Exactly what happened is murky. One legend has it that Berns' widow, Ilene, took over the contracts, barring Morrison from the studio and New York clubs, and tried to have him deported. The other account is even darker. Berns was tied to the mob and, as the New Yorker recounted, mobster Carmine (Wassel) DeNoia began handling the contracts. DeNoia and Morrison reportedly got into a row that ended when the singer smashed a guitar over the gangster's head, leading him to fear DeNoia would try to get him deported.
The one constant in both accounts is Morrison's deportation concerns. "The move to Boston was completely fear-based," Walsh said recently.
Morrison also married longtime sweetheart Janet Rigsbee (cementing his status in the United States) and began playing small clubs, school gyms and coffee shops, a world away from sweaty rock clubs.
He began refining his new sound, the one that would eventually become Astral Weeks. The songs were long, more circular, less melodic. Acoustic instruments, piccolos and flutes replaced electric bass and guitars. Percussion was sparse: spring showers rather than a thunderstorm.
They impressed people who knew music, including a Warner Bros executive named Joe Smith, who bought Morrison's contract from BANG. (That doesn't mean Morrison was any less of rage incarnate, though. While his songs espoused love, Smith said, "He was a hateful little guy, but ... I still think he's the best rock 'n' roll voice out there".)
On producer Lewis Merenstein's insistence, a (begrudging) Morrison took the unusual step of hiring a group of jazz musicians. He met his band on the first day of recording.

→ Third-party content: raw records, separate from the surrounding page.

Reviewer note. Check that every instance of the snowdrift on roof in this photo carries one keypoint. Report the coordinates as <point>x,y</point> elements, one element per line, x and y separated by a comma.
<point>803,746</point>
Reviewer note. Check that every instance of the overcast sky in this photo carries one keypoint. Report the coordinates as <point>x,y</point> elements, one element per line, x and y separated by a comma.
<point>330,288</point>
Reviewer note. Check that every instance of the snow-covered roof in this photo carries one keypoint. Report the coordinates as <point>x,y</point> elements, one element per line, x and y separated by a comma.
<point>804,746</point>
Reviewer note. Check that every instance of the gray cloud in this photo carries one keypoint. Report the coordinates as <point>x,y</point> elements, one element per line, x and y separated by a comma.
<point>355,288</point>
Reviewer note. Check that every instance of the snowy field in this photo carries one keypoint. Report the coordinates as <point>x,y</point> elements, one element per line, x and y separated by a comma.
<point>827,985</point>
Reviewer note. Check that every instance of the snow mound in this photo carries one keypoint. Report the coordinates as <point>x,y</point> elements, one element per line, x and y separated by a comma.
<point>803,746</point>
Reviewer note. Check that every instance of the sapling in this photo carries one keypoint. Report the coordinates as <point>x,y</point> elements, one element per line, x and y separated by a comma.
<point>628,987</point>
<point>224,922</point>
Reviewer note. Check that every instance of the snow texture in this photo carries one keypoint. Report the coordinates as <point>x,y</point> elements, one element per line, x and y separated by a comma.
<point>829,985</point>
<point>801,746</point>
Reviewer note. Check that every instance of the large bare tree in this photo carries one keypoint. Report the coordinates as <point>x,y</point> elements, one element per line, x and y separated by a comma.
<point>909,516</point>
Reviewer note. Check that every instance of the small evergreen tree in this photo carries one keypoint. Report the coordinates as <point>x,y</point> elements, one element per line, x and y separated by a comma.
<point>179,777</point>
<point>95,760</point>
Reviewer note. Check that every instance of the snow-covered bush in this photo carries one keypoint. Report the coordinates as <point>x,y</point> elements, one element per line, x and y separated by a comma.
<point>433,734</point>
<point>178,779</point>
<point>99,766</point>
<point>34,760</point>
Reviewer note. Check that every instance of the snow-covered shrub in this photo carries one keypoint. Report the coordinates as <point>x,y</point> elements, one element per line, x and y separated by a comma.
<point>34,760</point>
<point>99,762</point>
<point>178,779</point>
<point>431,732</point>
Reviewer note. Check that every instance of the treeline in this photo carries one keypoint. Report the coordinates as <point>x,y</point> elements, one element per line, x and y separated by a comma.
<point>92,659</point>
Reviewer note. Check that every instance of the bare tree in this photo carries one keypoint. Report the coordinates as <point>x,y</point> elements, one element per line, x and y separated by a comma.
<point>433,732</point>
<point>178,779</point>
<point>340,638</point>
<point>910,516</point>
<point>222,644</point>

"Van barely even said hello to these guys," Walsh said. "He just showed them the compositions, and then they all just spat out those beautiful songs. I think so much of it is just this beautiful train wreck of so many different people working on it with no rehearsals."
Still, many years later, Morrison maintained that he wasn't necessarily trying to make a jazz-rock fusion album.
"I wanted to do it around the singing, and it had to be kind of jazzy, because that's the way I'm singing it.
"A lot of this ... there was no choice. I was totally broke. So I didn't have time to sit around pondering or thinking all this through. It was just done on a basic pure survival level."
Critics and fellow musicians fawned (and continue to fawn) over it. "It made me trust in beauty. It gave me a sense of the divine," Bruce Springsteen has said of the album.
Walsh: "They don't sound like recordings to me. They sound like living, breathing organisms."
That didn't matter to Warner Bros, though, because not enough people bought it.
In fact, when Morrison went to record his next album, Moondance, he seemed to be searching for another pop hit reminiscent of Brown Eyed Girl. Warner's reportedly had told him he had one last chance.
Moondance was a commercial hit and well received critically. Yet, his masterpiece, Astral Weeks, remained known to the select few who really cared to spend time unravelling it.